This week is the second of three ‘off’ weeks intended to restore the $250+ per week pace of investment. This is necessary because a new position was established in ADP. But guess what – there’s $665.11 of cash available for deployment, so let’s carry on, shall we?
This week, six of the portfolio holdings ranked in the Top Ten.
| Ticker | Account Value |
| ADP | 925.44 |
| HTO | 3,613.53 |
| PEP | 3,921.27 |
| PPG | 4,174.83 |
| QCOM | 3,158.82 |
| VZ | 7,865.87 |
The lowest amount belongs to ADP. This is very fortunate, because there is a position imbalance whereby the only position eligible for additional investment is in fact, ADP. Let’s grab 2 shares of ADP on Monday morning and we will still count this as an off week because we don’t need to reach into our pockets to make the purchase. Below, is the purchase history and average cost calculation.

ADP announced quarterly earnings on 2026-01-28, just two days after we opened our position. Let’s see how this recent performance falls into the context of the last 17+ years.

Observations
Stock Price
ADP dropped from an all-time high of $329.93 on 2025-06-06 to $231.36 on 2026-02-06. Shedding 30% in eight months is surprising for a company whose earnings are climbing steadily.

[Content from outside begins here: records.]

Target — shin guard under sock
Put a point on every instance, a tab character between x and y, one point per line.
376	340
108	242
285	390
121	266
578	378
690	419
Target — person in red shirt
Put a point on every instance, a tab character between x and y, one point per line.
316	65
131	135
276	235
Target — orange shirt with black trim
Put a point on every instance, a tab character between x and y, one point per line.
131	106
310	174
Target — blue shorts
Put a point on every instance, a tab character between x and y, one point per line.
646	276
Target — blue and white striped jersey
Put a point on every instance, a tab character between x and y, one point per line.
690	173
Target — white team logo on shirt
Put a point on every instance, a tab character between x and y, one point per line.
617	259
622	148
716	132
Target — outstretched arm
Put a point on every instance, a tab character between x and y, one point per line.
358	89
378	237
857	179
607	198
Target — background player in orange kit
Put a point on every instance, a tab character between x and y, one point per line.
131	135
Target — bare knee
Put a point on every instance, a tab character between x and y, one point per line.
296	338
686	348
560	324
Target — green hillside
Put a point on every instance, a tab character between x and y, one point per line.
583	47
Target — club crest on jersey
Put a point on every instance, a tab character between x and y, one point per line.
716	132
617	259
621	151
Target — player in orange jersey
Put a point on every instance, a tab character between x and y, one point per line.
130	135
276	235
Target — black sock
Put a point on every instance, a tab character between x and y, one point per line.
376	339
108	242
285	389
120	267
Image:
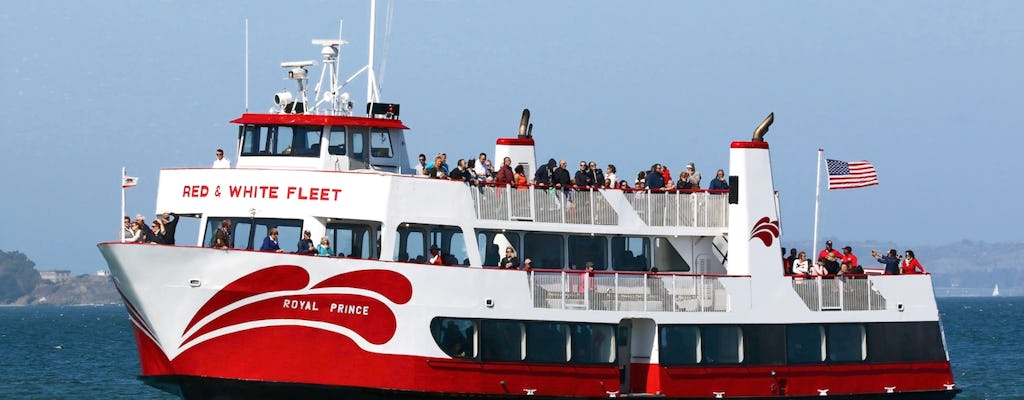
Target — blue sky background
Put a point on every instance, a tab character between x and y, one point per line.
928	91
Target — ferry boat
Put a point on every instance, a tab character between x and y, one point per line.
687	298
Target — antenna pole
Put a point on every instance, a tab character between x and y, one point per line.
370	63
246	67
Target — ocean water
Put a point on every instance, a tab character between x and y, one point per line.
89	352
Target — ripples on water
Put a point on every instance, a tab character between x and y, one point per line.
89	352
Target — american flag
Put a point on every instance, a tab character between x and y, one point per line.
843	175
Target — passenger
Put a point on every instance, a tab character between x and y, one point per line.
684	181
461	172
560	177
544	175
520	176
891	260
596	174
801	266
270	241
584	178
225	228
170	223
694	176
849	258
505	175
510	261
609	174
305	245
435	255
159	234
910	264
719	183
421	168
220	162
654	179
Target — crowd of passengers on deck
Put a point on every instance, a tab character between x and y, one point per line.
556	174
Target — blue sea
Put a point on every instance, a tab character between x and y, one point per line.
89	352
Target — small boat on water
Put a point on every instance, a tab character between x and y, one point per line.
686	299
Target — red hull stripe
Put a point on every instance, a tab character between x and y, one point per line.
304	355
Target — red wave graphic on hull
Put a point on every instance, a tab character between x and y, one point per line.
367	316
280	277
766	230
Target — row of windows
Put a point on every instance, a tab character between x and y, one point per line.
305	141
413	241
489	340
800	344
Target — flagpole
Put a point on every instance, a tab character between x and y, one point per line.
817	198
121	231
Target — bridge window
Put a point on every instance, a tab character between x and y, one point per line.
281	140
546	250
380	143
493	242
592	249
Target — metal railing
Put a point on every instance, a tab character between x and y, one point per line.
590	206
628	292
583	206
839	293
696	209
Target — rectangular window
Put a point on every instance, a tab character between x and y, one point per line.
357	239
804	344
501	341
337	141
846	343
380	144
547	342
764	345
592	344
589	249
679	345
546	251
492	245
630	253
721	345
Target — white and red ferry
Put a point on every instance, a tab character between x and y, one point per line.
718	319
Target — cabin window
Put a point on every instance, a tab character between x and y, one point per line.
356	239
762	345
380	143
804	344
547	342
456	337
545	250
589	249
630	253
592	344
281	140
846	343
249	232
502	341
337	141
414	240
492	245
721	345
679	345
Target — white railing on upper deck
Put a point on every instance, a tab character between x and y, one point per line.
543	205
696	209
586	206
839	294
629	292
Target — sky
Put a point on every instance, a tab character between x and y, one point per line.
929	91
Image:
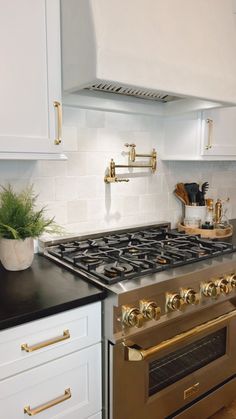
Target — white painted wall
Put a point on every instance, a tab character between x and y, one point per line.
74	190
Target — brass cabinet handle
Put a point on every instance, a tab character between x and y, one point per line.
57	400
135	354
210	129
58	107
27	348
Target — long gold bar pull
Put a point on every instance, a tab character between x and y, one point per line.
27	348
32	412
210	129
139	354
58	107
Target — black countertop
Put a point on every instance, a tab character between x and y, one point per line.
46	288
41	290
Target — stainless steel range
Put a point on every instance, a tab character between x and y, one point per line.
169	319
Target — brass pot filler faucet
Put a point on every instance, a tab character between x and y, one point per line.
111	176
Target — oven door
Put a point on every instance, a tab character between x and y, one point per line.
162	374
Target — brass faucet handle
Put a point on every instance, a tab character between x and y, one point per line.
132	151
121	180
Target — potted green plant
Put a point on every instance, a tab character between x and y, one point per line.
20	223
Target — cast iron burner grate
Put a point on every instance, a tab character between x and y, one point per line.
116	257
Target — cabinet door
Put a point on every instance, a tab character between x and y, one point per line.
29	77
219	133
182	137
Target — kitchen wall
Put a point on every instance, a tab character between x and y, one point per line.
75	193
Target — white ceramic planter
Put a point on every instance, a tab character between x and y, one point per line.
16	255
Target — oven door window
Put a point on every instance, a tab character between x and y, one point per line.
178	364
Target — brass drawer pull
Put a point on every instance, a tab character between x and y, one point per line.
135	354
58	107
210	129
57	400
27	348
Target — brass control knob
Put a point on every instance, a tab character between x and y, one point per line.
150	310
174	301
223	285
231	280
190	296
132	317
210	289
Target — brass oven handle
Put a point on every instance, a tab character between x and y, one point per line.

I do not believe the reasons for this decline are specific to ADP but rather macroeconomic in nature. In short, ADP benefits when hiring is strong, wage growth is strong and interest rates are high (because they earn ‘float’ income on client funds placed in their care). However, over the last eight months, hiring has cooled, wage growth has moderated, and expectations of further rate cuts by the Fed translates into reduced future income from the investment of those client funds.
Earnings
Magnitude/Trend
Clearly, the quarterly earnings are in a strong, long-term, positive trend. The blue dotted line in the chart above actually does a decent job of delineating the overall earnings trend, even if the variation about that linear trend line is both significant and seasonal in nature.
Seasonality
Typically, the quarterly distribution of annual earnings breaks down as follows: 31.9% in Q1, 19.3% in Q2, 23.5% in Q3, and 25.3% in Q4. The variation around these percentages is minimal and are reliable.

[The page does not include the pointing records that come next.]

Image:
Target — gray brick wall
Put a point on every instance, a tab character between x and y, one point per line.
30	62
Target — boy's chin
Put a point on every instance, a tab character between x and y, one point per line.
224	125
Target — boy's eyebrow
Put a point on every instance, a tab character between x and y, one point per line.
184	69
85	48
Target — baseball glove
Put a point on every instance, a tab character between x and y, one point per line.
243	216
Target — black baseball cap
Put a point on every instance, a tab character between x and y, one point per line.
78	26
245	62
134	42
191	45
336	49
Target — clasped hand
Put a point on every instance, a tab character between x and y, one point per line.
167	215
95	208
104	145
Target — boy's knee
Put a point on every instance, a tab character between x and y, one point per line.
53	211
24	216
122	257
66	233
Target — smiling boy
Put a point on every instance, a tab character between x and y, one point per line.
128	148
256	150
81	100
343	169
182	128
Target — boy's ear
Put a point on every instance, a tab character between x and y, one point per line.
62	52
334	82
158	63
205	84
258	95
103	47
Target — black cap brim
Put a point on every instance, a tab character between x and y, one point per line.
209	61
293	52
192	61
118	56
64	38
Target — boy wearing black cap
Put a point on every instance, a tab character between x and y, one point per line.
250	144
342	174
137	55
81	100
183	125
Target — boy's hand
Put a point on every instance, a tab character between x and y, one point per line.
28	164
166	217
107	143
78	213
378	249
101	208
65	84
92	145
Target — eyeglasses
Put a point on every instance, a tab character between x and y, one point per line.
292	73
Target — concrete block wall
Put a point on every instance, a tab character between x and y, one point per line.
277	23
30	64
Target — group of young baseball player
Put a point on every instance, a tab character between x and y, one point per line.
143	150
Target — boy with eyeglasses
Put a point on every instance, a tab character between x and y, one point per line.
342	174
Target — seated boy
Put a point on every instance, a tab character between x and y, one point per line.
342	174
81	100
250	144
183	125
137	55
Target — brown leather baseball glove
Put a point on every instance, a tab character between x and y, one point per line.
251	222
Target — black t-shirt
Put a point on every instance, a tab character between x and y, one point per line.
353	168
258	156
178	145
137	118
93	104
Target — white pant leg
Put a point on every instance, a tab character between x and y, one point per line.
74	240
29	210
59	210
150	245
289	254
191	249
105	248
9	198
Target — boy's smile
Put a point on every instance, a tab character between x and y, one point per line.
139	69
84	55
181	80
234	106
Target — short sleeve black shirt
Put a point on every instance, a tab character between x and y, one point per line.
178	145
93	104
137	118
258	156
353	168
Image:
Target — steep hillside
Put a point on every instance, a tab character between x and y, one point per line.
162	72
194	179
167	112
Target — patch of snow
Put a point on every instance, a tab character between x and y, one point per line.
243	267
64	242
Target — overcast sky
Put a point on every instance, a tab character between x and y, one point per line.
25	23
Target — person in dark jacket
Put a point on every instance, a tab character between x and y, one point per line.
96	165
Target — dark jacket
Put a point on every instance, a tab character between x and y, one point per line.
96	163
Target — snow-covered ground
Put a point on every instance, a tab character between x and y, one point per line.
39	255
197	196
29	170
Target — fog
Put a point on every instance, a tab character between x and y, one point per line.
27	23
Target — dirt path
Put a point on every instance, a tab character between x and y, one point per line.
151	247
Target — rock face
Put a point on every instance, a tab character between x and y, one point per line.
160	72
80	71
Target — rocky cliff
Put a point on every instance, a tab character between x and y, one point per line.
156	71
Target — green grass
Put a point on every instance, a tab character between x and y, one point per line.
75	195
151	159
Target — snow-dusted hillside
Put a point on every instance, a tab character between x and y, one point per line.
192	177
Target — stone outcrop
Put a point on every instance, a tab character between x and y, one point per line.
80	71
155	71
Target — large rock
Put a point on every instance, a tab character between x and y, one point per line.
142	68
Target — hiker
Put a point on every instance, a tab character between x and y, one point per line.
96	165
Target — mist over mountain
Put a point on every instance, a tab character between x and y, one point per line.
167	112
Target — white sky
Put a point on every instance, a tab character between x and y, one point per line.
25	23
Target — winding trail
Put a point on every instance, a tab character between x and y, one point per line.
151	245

CY2025 EPS was a record high and 2025Q4 EPS were the best Q4 ever. In fact, there have been 19 straight quarters where we could say that. But it would appear the market has little hope that earnings can keep growing.
Dividends

ADP is a Dividend King, with an impressive 51-year streak of annual dividend increases. The company’s dividend payout ratio has been steadily trending higher. Ordinarily, a rising payout ratio relative to earnings per share (EPS) could raise concerns about the sustainability of future dividend growth. Yet, ADP’s earnings are remarkably consistent from quarter to quarter, allowing the company to comfortably support a higher payout ratio. Furthermore, the payout ratio is still at a comfortable 61%.
Thoughts on Investment

The trailing 12-month P/E ratio currently sits at 22.8, lower than the average of 25.9 over the period above.
I don’t know what the fair value of ADP is, but I am quite certain that it is trading below fair value as I type. I am also certain that it cannot keep dropping every time the quarterly earnings set a record for that quarter.
Despite the current administration’s insistence that the labor market is thriving, the actual pace of job creation has been strikingly weak — and the irony is hard to miss. ADP, whose payroll data often becomes the nation’s primary employment gauge whenever federal reports are delayed or disrupted, has been quietly documenting this slowdown month after month. In other words, the very act of sidelining official government statistics doesn’t change the underlying reality: the private‑sector experts who keep payrolls running can still see that job growth has been close to nonexistent.
If you want proof that the market trusts ADP’s numbers, just look at the chart above: the stock’s recent pullback and compressed P/E aren’t signs of doubt — they’re signs that investors take ADP’s payroll data seriously enough to reprice the business when job growth stalls. The irony, of course, is that ADP has every incentive to paint a rosier picture of the labor market, since stronger employment would almost certainly lift its own share price. Yet the company continues to report what the data actually show, even when the truth is inconvenient.
That kind of integrity doesn’t just build credibility — it creates opportunity. And right now, it’s an excellent moment to accumulate shares.